I never thought I’d see the day when we’d have a need for a Customer Solutions Center of Excellence. There was a time, not so long ago, when utility operating assets consisted of generation, transmission and distribution. The job was to generate the power, deliver it to the customer with good quality and reliability, and get paid. That was it. Customers were needed to pay the bill, but they weren’t part of the supply solution. Fast forward a few decades and companies are dispatching customer behavior just like generation - the whole “negawatt” thing. Everybody benefits. (also see FERC 745 – The Genie’s Out of the Bottle)
Who’d a thunk? And if you’ve been around this industry for a while you may remember demand management’s rocky start. Here’s a few of my memories:
- Some of the early roof top load control switches had electronics that weren’t built to mil-spec.
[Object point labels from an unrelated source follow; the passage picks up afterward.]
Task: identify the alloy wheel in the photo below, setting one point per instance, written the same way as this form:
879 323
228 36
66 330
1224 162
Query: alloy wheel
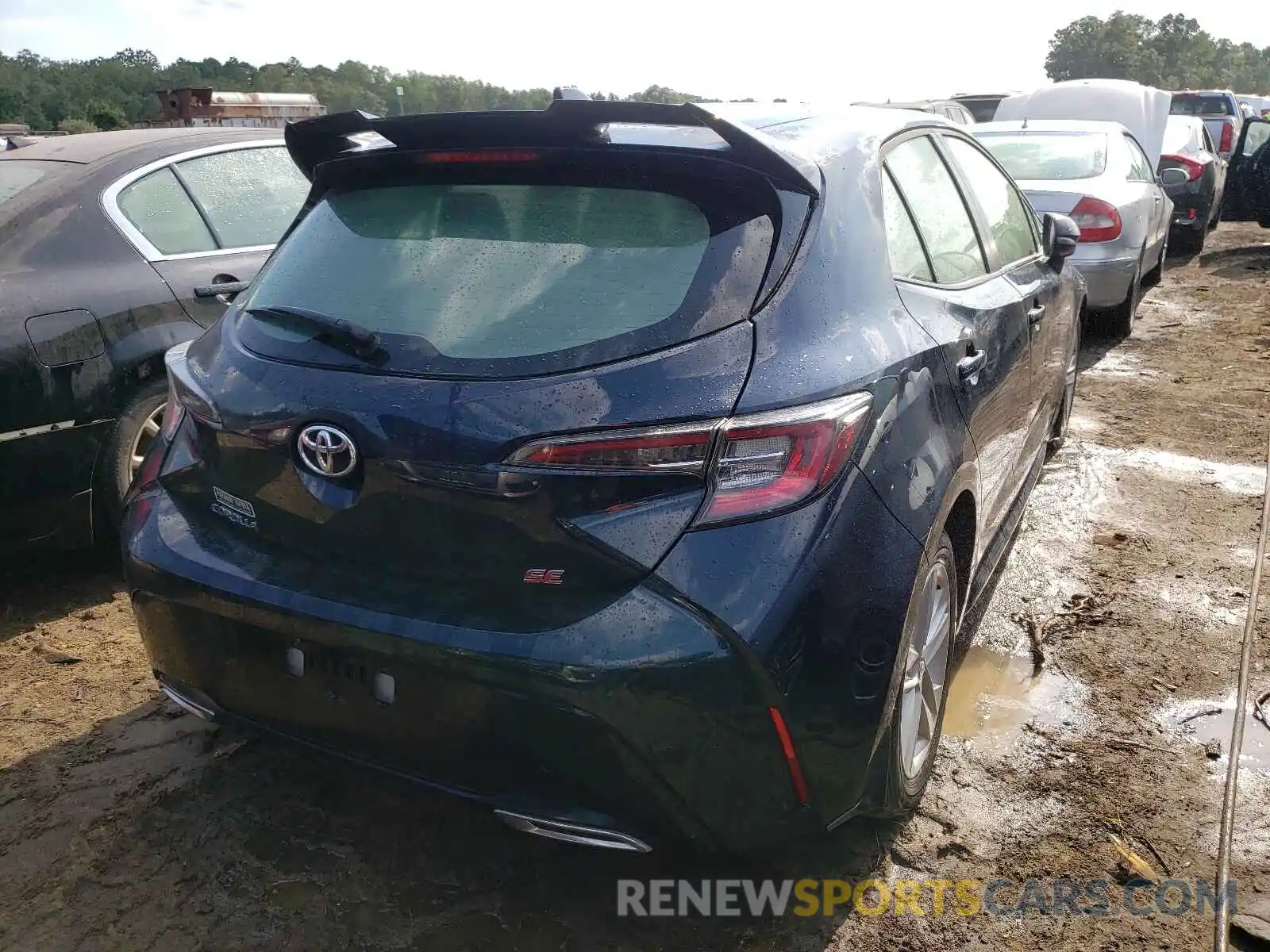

Hundreds of the switches would fail in the California Central Valley during the hottest hours of the hottest days, preventing customers from using their air conditioners until a utility crew arrived to bypass the device.
- In Southern California some of the AC switches were operated by an onboard thermostat that cycled the compressors when the temperature exceeded a predetermined set point. Clever customers soon learned that they could keep their ACs running by cooling the units with spray from a water hose.
- One summer the direct load control radio signals weren’t randomized and the pilot project’s AC switches were all synchronized, blowing up a major substation.
- I worked in a high rise where lights supplied most of the heating. By law, winter thermostat settings were kept at 68 degrees F to conserve energy. So, around mid-day, no matter how cold it was outside, the building AC would kick on.
Despite all the technical problems, all the jokes about the thermostat police and the big brother utility, Demand Side Management, Demand Response, call it what you will, customer side solutions are here to stay and growing as a valuable part of the resource mix.